Pero la gente olvida, y olvida rápido. Primera escena, segunda, tercera, cuarta y, ¿a qué huele güey? Junto con el sonido de una tronadora bolsa de plástico, un exquisito y penetrante aroma a pollo rostizado se apoderó del recinto poco a poco, desde la última hasta la primera fila se podía apreciar el suave buqué de los muslos, las piernas y hasta el pellejo. Acto seguido, el crujir de una bolsa de aluminio: ¡papas Sabritas! De las originales, eh, las amarillas, porque si el pollo se acompaña con Cheetos o Rancheritos no sabe igual.
En efecto, era un pic nic, un día de esparcimiento familiar. La gente ajena a este evento comentaba, observaba, hacía (seguramente, ya que en la penumbra no se podía estar seguro) gestos de asco y repugnancia. A los involucrados les dejó de importar cuando el masticar de la primera papa retumbó en los oídos de los demás. “Amá, pásame una servilleta”, “Apá, pásame el refresco”. Namás faltaron las rajas y los bolillos, se lamentaba el jefe de familia.

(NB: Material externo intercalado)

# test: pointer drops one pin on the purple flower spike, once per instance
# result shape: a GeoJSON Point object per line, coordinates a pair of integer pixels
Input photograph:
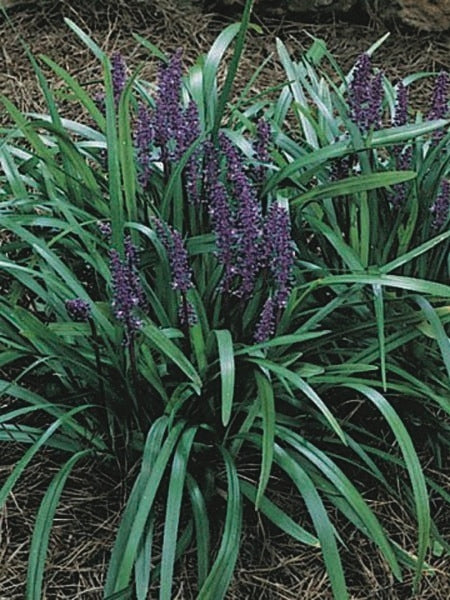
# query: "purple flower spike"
{"type": "Point", "coordinates": [280, 254]}
{"type": "Point", "coordinates": [178, 258]}
{"type": "Point", "coordinates": [266, 324]}
{"type": "Point", "coordinates": [105, 229]}
{"type": "Point", "coordinates": [248, 219]}
{"type": "Point", "coordinates": [439, 102]}
{"type": "Point", "coordinates": [441, 206]}
{"type": "Point", "coordinates": [119, 75]}
{"type": "Point", "coordinates": [401, 106]}
{"type": "Point", "coordinates": [262, 144]}
{"type": "Point", "coordinates": [143, 138]}
{"type": "Point", "coordinates": [222, 217]}
{"type": "Point", "coordinates": [167, 117]}
{"type": "Point", "coordinates": [365, 95]}
{"type": "Point", "coordinates": [189, 133]}
{"type": "Point", "coordinates": [78, 309]}
{"type": "Point", "coordinates": [127, 290]}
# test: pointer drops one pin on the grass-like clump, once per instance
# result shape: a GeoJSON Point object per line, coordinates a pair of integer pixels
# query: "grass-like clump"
{"type": "Point", "coordinates": [190, 277]}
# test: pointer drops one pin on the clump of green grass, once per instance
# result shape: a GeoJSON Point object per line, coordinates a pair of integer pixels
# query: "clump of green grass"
{"type": "Point", "coordinates": [187, 279]}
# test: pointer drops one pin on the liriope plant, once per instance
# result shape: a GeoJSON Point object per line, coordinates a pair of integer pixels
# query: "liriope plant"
{"type": "Point", "coordinates": [192, 282]}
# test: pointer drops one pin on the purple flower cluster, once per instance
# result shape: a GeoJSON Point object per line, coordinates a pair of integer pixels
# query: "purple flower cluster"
{"type": "Point", "coordinates": [261, 147]}
{"type": "Point", "coordinates": [179, 266]}
{"type": "Point", "coordinates": [222, 216]}
{"type": "Point", "coordinates": [119, 75]}
{"type": "Point", "coordinates": [401, 106]}
{"type": "Point", "coordinates": [143, 138]}
{"type": "Point", "coordinates": [279, 252]}
{"type": "Point", "coordinates": [366, 95]}
{"type": "Point", "coordinates": [402, 154]}
{"type": "Point", "coordinates": [78, 309]}
{"type": "Point", "coordinates": [178, 258]}
{"type": "Point", "coordinates": [340, 168]}
{"type": "Point", "coordinates": [248, 219]}
{"type": "Point", "coordinates": [170, 127]}
{"type": "Point", "coordinates": [439, 102]}
{"type": "Point", "coordinates": [105, 229]}
{"type": "Point", "coordinates": [127, 290]}
{"type": "Point", "coordinates": [266, 324]}
{"type": "Point", "coordinates": [441, 206]}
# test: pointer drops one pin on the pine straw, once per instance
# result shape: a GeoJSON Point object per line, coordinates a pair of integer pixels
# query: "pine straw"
{"type": "Point", "coordinates": [173, 23]}
{"type": "Point", "coordinates": [271, 565]}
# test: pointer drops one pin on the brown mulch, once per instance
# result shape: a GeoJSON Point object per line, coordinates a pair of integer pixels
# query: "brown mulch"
{"type": "Point", "coordinates": [173, 23]}
{"type": "Point", "coordinates": [271, 566]}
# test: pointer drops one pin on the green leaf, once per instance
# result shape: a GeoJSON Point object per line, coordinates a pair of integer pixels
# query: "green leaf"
{"type": "Point", "coordinates": [414, 470]}
{"type": "Point", "coordinates": [222, 570]}
{"type": "Point", "coordinates": [320, 519]}
{"type": "Point", "coordinates": [43, 525]}
{"type": "Point", "coordinates": [278, 517]}
{"type": "Point", "coordinates": [266, 397]}
{"type": "Point", "coordinates": [300, 384]}
{"type": "Point", "coordinates": [396, 281]}
{"type": "Point", "coordinates": [162, 343]}
{"type": "Point", "coordinates": [441, 335]}
{"type": "Point", "coordinates": [227, 372]}
{"type": "Point", "coordinates": [173, 510]}
{"type": "Point", "coordinates": [137, 512]}
{"type": "Point", "coordinates": [202, 530]}
{"type": "Point", "coordinates": [353, 185]}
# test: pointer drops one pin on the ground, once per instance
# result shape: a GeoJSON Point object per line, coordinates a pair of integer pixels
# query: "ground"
{"type": "Point", "coordinates": [271, 566]}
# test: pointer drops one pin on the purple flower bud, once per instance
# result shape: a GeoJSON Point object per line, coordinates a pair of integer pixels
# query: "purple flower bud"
{"type": "Point", "coordinates": [439, 103]}
{"type": "Point", "coordinates": [441, 206]}
{"type": "Point", "coordinates": [261, 147]}
{"type": "Point", "coordinates": [365, 95]}
{"type": "Point", "coordinates": [188, 134]}
{"type": "Point", "coordinates": [78, 309]}
{"type": "Point", "coordinates": [280, 253]}
{"type": "Point", "coordinates": [119, 75]}
{"type": "Point", "coordinates": [187, 314]}
{"type": "Point", "coordinates": [402, 163]}
{"type": "Point", "coordinates": [143, 138]}
{"type": "Point", "coordinates": [248, 219]}
{"type": "Point", "coordinates": [401, 106]}
{"type": "Point", "coordinates": [178, 258]}
{"type": "Point", "coordinates": [266, 324]}
{"type": "Point", "coordinates": [127, 290]}
{"type": "Point", "coordinates": [105, 229]}
{"type": "Point", "coordinates": [167, 114]}
{"type": "Point", "coordinates": [222, 217]}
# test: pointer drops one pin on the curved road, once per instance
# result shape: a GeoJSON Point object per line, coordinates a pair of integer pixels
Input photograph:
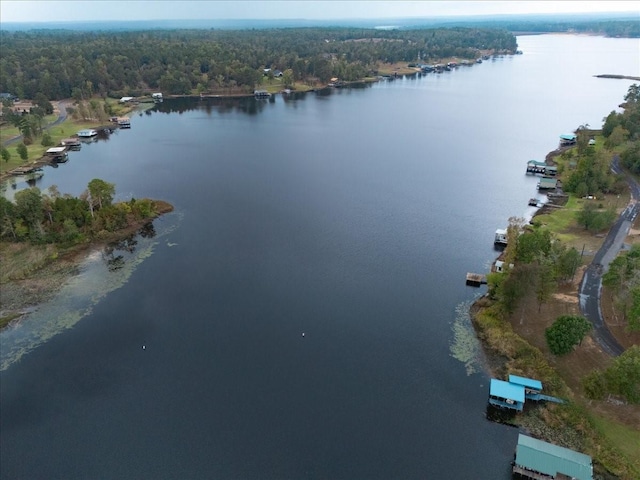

Al finalizar la función nadie supo de qué trató el filme, la sala quedó oliendo a mercado y los glotones, satisfechos, esbozaban sonrisas de oreja a oreja porque, pésele a quien le pese, ellos tuvieron su cine VIP, con comida gourmet y toda la cosa, lo único que faltó fue el mesero, pero es algo mínimo, se puede pasar por alto.
Aunque no lo crea, estimado lector, esta es una historia verídica que, desde mi particular y humildísimo punto de vista, obedece a tres factores: el primero e inobjetable, a esta familia de cinéfilos le encanta el pollo rostizado con Fanta; el segundo, a esta familia de cinéfilos le importa un comino que a los demás se les haga agua la boca mientras ellos disfrutan de su manjar y el tercero, pero no menos importante, esta familia de cinéfilos cree, qué digo cree, está convencida, de que los precios de comida, bebida y golosinas que manejan las cadenas de cines en México son ridículos. Eso lo creo yo también. ¡Provecho!